The third and most refined brand of PTC is what was once called a "High" Anglican and is nowadays best exemplified by "Continuum" Anglicans. Most of those are branch theorists: people, mostly men and often clergy, who believe that the one, holy, catholic, and apostolic church does not subsist in any single, visible communion but rather ramifies into the three "branches" of Catholicism, Orthodoxy, and Anglicanism. Of course the Anglicanism in question is their party within Anglicanism, which is only one; and branch theory depends crucially on the assumption that members of that party know better than either the Catholic or Orthodox churches what the ecclesiology of both churches truly entails. Like the finest vodka, this is private judgment distilled so effectively that one hardly knows when one is drinking it. It can make you drunk before you know it. That's probably why its irony is lost on those who profess it.

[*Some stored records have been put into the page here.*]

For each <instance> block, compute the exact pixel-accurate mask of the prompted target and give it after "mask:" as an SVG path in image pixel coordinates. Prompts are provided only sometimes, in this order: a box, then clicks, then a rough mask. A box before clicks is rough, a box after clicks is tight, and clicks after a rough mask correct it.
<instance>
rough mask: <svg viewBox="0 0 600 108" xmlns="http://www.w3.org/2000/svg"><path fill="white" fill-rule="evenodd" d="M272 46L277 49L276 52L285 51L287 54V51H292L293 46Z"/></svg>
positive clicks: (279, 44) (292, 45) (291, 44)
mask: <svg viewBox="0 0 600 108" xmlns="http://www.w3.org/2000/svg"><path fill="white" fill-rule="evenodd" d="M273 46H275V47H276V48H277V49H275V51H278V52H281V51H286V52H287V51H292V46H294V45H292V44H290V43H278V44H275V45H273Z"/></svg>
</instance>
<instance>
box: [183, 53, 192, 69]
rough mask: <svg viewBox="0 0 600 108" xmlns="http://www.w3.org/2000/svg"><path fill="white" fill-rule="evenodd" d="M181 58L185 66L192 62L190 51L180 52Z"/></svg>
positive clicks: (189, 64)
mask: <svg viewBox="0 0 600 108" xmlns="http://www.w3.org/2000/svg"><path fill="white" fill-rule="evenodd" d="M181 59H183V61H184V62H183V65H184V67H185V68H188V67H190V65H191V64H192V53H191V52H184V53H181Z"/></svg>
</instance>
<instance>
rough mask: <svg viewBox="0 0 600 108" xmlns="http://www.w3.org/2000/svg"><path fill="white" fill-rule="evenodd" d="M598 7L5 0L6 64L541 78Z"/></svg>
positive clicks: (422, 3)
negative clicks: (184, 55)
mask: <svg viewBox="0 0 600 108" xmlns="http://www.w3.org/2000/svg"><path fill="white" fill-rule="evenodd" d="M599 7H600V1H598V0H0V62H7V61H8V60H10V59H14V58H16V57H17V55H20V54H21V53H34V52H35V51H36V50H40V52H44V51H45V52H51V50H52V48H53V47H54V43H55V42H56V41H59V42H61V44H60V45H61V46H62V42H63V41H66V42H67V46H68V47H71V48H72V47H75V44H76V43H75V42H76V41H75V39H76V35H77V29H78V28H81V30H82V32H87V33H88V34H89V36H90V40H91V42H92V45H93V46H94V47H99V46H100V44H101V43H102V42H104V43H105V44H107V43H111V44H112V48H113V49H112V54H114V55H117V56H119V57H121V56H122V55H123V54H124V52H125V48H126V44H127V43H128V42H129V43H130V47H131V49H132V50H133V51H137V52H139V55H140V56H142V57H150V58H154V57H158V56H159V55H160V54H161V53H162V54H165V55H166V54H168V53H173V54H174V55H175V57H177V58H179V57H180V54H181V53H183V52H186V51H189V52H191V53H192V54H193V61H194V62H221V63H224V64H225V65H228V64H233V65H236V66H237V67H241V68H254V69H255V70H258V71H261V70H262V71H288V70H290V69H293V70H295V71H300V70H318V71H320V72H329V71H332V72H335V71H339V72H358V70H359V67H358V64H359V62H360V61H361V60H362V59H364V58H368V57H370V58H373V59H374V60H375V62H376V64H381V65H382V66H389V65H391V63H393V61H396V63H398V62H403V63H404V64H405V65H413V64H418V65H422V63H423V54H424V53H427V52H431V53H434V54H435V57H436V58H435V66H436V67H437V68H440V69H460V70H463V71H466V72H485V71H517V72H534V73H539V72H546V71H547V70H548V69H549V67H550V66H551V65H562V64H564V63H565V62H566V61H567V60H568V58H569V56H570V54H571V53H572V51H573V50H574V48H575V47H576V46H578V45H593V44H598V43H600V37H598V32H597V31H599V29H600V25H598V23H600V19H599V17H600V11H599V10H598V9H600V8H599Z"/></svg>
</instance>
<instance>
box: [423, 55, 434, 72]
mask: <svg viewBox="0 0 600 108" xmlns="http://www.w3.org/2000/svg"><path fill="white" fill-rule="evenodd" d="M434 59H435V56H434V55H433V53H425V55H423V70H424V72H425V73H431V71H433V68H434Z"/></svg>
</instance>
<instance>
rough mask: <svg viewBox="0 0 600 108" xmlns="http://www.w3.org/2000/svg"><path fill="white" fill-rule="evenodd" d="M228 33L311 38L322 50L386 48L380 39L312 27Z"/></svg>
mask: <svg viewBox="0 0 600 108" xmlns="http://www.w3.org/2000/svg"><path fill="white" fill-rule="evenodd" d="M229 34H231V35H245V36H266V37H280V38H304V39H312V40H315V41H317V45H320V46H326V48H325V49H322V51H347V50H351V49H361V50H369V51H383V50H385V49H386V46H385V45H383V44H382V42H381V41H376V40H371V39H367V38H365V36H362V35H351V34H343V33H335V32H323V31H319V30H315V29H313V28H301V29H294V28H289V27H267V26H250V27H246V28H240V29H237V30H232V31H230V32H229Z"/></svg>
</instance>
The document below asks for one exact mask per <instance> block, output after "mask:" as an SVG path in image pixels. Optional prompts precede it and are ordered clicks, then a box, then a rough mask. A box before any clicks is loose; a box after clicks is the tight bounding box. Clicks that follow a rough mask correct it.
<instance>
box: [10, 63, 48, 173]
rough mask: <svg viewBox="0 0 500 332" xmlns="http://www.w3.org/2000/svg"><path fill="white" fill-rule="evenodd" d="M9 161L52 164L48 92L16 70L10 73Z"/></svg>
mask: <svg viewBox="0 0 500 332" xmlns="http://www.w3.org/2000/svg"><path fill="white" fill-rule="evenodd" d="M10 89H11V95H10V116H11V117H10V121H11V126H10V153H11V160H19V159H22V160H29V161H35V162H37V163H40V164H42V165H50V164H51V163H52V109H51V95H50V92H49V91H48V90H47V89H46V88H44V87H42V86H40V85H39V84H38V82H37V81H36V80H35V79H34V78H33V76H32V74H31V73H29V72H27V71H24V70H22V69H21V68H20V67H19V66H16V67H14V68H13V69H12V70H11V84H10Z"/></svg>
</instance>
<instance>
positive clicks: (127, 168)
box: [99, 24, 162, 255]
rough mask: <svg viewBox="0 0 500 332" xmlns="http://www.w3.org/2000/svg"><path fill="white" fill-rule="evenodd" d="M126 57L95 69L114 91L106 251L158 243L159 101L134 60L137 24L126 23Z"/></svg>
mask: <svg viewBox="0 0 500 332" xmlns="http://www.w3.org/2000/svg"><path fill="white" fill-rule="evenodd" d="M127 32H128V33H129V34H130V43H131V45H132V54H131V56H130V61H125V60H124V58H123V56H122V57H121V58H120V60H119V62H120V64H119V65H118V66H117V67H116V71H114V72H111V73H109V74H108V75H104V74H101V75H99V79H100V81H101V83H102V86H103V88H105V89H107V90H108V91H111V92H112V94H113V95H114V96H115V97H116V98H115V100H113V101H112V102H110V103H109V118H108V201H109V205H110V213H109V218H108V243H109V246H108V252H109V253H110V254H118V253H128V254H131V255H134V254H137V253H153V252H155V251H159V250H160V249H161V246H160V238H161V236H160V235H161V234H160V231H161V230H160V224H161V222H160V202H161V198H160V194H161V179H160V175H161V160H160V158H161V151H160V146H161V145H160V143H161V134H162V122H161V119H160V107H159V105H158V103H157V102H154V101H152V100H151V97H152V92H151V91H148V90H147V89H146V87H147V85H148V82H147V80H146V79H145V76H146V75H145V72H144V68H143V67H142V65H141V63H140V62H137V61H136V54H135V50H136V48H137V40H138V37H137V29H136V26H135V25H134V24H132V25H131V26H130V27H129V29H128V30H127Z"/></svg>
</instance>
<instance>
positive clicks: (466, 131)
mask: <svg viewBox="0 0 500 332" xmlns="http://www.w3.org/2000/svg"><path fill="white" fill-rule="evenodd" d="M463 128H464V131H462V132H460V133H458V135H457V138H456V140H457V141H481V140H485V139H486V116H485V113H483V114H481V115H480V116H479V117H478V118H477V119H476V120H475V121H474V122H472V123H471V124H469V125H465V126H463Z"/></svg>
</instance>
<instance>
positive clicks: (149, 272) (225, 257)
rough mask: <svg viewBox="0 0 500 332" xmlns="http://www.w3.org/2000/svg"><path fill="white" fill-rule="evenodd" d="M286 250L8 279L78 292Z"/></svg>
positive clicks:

The antidote to all this sort of thing is the scandal of particularity. Whether you're Catholic or Orthodox, you believe that your church is "the Church." I don't know of any honest way round that. There's no way to identify the faith of the original, undivided, catholic church that does not entail identifying some visible communion as that church; otherwise, one ineluctably lands in a fantasy church woven from private judgment. That kind of self-deception will always be with us; but as long as we see it and name it, we can limit its victims and debate its perps more efficiently.